Tuttavia, è anche quasi impossibile parlare di Elune e Tyrande senza coinvolgere anche l’ex Aspetto del Sogno, il drago verde Ysera. Sempre alla fine di Shadowlands, infatti, tra i diversi dialoghi tra i personaggi, abbiamo scoperto che Blizzard ha lasciato una piccola porta aperta al possibile ritorno su Azeroth di Ysera dicendo che ciò avverrà “se Elune lo vorrà” anche se comunque una tale eventualità comporterebbe un non meglio precisato “prezzo alto da pagare”. E sempre lo stesso (ex) Aspetto, ha consigliato a Tyrande di portare il seme alla figlia, Merithra, che attualmente è di fatto la leader dello Stormo Verde.

Pertanto, la possibilità che la Lacrima della Sorella possa rappresentare letteralmente una sorta di “nuovo inizio” non è assolutamente da scartare, così come il coinvolgimento di Merithra (ricordiamo un personaggio centrale della nuova espansione) potrebbe far sì che il seme potrebbe essere la chiave per Ysera per tornare su Azeroth.

Tuttavia, come abbiamo accennato in precedenza, non sappiamo nulla sul “costo” che ciò potrebbe comportare, e riferirsi specificamente ad esso come a un “grande sacrificio” è un qualcosa di molto importante, che siamo molto ansiosi di scoprire nel dettaglio.

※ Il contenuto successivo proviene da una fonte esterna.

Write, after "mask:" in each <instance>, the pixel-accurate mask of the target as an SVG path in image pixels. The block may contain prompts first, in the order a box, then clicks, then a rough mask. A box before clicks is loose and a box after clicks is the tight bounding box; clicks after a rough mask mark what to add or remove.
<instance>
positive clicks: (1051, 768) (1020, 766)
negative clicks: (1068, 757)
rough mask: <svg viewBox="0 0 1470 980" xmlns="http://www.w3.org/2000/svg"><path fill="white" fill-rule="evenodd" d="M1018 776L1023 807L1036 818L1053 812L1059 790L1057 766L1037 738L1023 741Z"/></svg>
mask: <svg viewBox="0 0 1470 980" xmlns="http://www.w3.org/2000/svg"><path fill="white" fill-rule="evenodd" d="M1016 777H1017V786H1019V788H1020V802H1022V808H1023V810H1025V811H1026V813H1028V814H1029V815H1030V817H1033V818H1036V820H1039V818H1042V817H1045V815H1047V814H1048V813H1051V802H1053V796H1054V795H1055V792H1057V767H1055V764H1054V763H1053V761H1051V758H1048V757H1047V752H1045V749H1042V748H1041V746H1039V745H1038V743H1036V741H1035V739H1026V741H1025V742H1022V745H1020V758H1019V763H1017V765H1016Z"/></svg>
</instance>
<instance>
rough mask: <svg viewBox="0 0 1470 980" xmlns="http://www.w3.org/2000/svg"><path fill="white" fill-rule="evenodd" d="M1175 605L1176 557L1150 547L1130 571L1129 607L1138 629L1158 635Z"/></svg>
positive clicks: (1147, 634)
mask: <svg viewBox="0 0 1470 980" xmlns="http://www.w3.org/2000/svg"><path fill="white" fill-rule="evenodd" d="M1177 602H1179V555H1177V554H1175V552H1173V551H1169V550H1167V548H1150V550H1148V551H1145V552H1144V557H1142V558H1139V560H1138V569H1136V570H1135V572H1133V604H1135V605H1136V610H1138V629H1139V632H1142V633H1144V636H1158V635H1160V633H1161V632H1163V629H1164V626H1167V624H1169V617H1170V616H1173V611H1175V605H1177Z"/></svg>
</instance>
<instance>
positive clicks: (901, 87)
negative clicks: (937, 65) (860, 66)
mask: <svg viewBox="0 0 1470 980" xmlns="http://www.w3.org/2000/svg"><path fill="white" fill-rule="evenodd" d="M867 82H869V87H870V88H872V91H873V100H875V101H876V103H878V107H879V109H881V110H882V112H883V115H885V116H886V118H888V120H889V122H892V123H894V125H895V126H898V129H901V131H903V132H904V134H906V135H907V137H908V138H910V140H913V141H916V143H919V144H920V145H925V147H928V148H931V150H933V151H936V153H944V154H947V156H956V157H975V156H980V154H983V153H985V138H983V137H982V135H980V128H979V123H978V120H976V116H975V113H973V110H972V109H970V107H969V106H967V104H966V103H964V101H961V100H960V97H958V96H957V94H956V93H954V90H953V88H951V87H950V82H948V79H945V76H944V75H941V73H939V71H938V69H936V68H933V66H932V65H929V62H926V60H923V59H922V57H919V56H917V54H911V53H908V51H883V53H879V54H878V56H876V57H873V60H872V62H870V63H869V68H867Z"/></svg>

Con la storyline di Dragonflight che è stata definita come “una nuova era di Draghi“, sarebbe certamente molto strano che il tema di Ysera non venga toccato. Ed a supporto di questa ipotesi, ci sono anche delle armi, sempre scoperte grazie al datamining dell’alpha, che non solo portano il nome di Ysera, ma che si pensa possano essere usate proprio dall’ex Aspetto, magari nella sua forma umanoide. Inoltre è stato perfino trovato un NPC con il nome di Ysera (anche se quest’ultima cosa non proverebbe un suo ritorno).

Ma come sempre in questi casi, e con questi pochi elementi, si parla solo di teorie e speculazioni. Magari, alla fine di tutto, scopriremo che tutto questo farà parte di una questline speciale per “consacrare” Merithra come nuovo Aspetto dello Stormo Verde… non ci resta che aspettare!